Türkiye bu füzeyi, 1977 yılında ABD Donanması için ilk seri üretime geçtikten sonra sipariş veren ilk ülke olmuştur. Yeterince tanınmayan sisteme ilişkin olarak Türkiye’nin istekli tutumu, ilk üretici firma Mc Donnell-Douglas’ın, rekabetçi piyasada hızlı büyümesine neden olmuştur. Türkiye ayrıcalıklı ve öncelikli müşteri haline gelmiş, yeni bir model ve modifikasyon yapıldığında ABD Donanması ile aynı anda Türk Donanması’na da yönelik olarak çalışmalar yürütmüştür. Dahası, Preveze sınıfı denizaltıların geliştirilmesi sırasında Mc Donnell-Douglas ile koordineli çalışılmış ve söz konusu füzenin su altından atılabilen bir modelini ilk kullanan ülkelerden biri olmuştur.

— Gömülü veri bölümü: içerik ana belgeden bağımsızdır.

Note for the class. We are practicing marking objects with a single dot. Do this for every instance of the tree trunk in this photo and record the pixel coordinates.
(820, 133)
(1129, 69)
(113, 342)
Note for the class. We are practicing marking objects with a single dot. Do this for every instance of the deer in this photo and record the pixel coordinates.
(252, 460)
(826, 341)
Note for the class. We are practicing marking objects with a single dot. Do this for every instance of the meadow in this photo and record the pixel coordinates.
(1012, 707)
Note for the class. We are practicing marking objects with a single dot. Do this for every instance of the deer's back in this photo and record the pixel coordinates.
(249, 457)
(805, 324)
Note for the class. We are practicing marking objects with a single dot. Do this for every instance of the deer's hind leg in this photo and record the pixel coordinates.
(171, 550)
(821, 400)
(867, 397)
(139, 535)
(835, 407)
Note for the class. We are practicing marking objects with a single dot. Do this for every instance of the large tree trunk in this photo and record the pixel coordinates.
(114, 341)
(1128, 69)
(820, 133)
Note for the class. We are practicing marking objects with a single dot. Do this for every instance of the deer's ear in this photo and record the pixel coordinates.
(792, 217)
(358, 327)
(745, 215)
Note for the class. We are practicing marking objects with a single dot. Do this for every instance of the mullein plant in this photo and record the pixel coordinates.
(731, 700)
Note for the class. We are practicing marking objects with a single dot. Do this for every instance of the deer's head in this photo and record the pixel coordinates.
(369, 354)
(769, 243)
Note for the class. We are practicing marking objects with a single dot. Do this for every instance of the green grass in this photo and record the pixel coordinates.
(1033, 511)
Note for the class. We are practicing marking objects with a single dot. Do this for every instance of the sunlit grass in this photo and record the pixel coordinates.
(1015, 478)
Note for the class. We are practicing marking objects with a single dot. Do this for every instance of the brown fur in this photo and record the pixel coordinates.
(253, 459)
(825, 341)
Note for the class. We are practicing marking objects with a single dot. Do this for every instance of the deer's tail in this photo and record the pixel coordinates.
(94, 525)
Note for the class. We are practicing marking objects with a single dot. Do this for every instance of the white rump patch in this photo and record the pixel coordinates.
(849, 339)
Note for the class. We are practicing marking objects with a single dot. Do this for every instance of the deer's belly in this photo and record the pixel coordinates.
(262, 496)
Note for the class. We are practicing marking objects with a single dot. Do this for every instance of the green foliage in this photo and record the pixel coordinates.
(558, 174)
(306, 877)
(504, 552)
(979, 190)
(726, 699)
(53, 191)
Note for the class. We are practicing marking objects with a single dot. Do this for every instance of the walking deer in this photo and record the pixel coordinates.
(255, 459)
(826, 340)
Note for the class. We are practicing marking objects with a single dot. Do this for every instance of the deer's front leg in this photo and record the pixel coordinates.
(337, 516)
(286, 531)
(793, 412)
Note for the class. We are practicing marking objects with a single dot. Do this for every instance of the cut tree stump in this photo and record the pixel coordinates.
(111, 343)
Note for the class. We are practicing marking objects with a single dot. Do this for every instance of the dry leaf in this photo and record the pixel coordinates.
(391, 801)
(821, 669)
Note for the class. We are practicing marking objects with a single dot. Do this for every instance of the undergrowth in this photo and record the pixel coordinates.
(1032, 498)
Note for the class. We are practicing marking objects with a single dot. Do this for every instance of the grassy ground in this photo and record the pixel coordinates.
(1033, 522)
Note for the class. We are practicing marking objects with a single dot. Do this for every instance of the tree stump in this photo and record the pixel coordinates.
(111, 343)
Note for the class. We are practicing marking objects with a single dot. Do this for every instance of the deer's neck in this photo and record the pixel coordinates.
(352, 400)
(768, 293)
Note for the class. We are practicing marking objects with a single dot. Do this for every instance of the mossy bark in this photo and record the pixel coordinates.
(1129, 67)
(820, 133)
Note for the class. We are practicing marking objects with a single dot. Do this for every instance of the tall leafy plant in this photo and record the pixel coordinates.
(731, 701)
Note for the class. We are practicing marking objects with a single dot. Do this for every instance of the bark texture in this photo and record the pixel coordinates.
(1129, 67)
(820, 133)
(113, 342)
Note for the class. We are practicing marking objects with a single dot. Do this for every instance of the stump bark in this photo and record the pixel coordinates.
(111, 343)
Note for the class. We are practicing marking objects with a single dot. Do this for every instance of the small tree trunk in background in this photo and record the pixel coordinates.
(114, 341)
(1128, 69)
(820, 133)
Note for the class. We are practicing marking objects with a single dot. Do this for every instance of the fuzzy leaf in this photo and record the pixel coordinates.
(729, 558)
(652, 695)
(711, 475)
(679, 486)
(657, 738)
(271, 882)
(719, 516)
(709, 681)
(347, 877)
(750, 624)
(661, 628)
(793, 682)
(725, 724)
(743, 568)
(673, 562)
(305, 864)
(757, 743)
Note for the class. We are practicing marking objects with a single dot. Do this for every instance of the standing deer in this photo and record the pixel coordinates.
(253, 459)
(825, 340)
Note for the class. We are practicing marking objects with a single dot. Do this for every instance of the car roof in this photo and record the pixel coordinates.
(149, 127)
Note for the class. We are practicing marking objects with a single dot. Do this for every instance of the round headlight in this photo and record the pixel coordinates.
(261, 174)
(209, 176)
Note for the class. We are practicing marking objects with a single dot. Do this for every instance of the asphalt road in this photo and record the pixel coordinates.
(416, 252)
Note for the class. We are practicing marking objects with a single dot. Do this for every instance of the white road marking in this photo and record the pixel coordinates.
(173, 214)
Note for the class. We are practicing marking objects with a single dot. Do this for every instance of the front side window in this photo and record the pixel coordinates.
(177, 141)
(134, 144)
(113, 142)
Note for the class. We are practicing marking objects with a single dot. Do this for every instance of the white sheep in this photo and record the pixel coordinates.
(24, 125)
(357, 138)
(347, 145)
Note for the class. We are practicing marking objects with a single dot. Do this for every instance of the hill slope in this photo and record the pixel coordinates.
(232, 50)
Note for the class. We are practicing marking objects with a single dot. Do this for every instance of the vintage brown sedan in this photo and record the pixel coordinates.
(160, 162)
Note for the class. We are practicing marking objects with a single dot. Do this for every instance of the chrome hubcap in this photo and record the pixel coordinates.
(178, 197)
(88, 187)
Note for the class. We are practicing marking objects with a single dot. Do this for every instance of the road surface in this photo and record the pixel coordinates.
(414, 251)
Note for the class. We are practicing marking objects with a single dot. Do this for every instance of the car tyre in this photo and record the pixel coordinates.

Tüm suüstü gemilerimiz HARPOON gemi-savar füzesi kullanır. Preveze ve Gür sınıfı denizaltılar sub-harpoon kullanır.

Türk Deniz Kuvvetleri Komutanlığı’nın ihtiyaçları kapsamında Roketsan Ana yükleniciliğinde, Aselsan ve ArMerKom işbirliğiyle geliştirilen ATMACA Gemi-savar Füze Sistemi envanterde yer alan HARPOON Füze sisteminin yerini alacak.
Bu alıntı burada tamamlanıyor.